There is an herb with a long culinary history that I first discovered years ago when I was in culinary school in San Francisco. Lovegae, looks a bit like an oversized Italian parsley leaf with the nose of sweet celery. It comes to us from western Asian through the Mediterranean, and recipes dating back to Apicius’ time mentions using this herb. Its flavor profile is vigorous holding its own in long simmering soups and stews. I like to add into a pickling mix for the dramatic flavor it offers. Yes, I have been known to use the very inner stalks and leaves of celery to replicate, if poorly, the dynamic flavor loveage infuses into a dish. Part of difference between the flavor of loveage and its aromatic cousin, celery, is that clerey’s flavor fades with cooking.

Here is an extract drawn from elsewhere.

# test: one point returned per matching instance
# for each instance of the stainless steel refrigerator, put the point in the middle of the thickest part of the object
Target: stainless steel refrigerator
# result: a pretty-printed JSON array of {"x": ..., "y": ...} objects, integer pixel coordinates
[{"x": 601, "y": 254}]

Babaghnoush - yields 6 to 8 servings

3 pounds eggplant - medium size
3 garlic cloves – crushed to a paste
3/4 cup tahini paste
2 lemons – juiced (about 1/3 cup)
1/2 cup Italian parsley leaves – chopped
1/4 cup loveage leaves - chopped
1/4 cup mint leaves –chopped
6 scallions - green tops only, chopped
1/4 cup extra virgin olive oil
Salt and freshly ground pepper to taste

Prick the eggplant with a fork on all sides. Place on a foil line baking tray, and place in a 350 degree oven. Let the eggplant bake till the skin is charred and blistered -- approximately 30 minutes. Turn the eggplant at least once to ensure that all sides blister. The eggplant will be soft and mushy when it’s done.

Let the eggplant cool slightly, then peel away the skin completely and discard. Discard the large strip of seeds – a few remaining is fine. Place all the ingredients in a food processor and blend till smooth.

Store in the refrigerator in an airtight container for up to 1 week.